2. This means the US should use its influence to back the forces of fundamental economic reform: the vast misallocation of investments by the private sector must be dealt with; governments must push the private sector toward accepting the pain to attain future gain; governments should not support dying sectors and should strip away the regulatory barriers to the rise of the new economies which inevitably will be based less of government direction, less on export promotion, more on domestic consumption and more on the growth of efficient service industries.

3. The private sector made the mess, and the private sector is the best equipped for cleaning it up. The US private sector, in particular, is willing to bring new capital to Asia to re-invigorate economic growth through investment side-by-side with Asians in the painful restructuring process.

4. All of this is much more easily said than done. The US went through enormous amounts of pain during its own restructuring process in the 1980s and early 1990s. Large part of the industrial Middle West died. The S & L crisis was one of the reasons George Bush failed to be re-elected in 1992. But after all the pain, the US made unprecedented gains and emerged as a much more economically powerful society.

5. The model of the Asian capitalist development state achieved the greatest expansion of wealth, for the greatest number of people, in the shortest time in the history of mankind between 1965 and 1997, but the model is now obsolete.

It is time to move on and I hope the new administration in Washington recognizes the unprecedented opportunity for change offered by the new administration in Japan.

I hope the new administration in Washington will push toward fuller integration between the two largest economies in the world.
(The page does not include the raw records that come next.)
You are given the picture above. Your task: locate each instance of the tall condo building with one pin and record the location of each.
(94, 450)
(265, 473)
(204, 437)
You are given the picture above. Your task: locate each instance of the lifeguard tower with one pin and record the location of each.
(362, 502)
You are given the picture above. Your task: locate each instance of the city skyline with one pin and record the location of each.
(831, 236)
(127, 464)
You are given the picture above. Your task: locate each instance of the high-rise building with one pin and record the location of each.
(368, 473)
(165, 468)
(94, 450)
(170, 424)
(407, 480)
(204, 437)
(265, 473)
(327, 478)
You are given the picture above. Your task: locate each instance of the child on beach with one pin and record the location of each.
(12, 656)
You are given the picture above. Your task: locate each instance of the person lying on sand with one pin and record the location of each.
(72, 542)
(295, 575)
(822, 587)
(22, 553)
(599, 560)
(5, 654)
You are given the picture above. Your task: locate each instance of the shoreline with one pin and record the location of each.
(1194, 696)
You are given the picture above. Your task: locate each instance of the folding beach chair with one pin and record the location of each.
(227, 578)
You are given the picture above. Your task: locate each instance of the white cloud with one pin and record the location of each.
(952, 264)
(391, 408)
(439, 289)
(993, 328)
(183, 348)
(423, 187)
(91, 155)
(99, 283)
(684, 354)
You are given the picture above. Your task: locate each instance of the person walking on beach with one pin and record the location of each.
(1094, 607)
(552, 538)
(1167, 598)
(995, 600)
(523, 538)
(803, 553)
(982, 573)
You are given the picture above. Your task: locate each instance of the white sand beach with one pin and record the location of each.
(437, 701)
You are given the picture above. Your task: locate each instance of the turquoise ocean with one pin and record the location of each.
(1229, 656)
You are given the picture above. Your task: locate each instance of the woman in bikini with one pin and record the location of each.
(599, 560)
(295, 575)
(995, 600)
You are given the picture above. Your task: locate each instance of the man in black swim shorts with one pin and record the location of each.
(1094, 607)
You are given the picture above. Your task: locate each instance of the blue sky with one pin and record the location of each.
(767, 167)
Rather than sheltering in the past I hope both new administrations will move to negotiate a US-Japan common market over the next decade. Rather than picking at one another over a series of trade disputes it is time to adopt a bold and overarching goal for the new century so that consumers will become kings on both sides of the Pacific.

The capitalist development state in Japan is currently in the process of being radically transformed and an open common market would both spur the changes and provide the shelter in which the world's two greatest economic powers could move together toward a greater common good.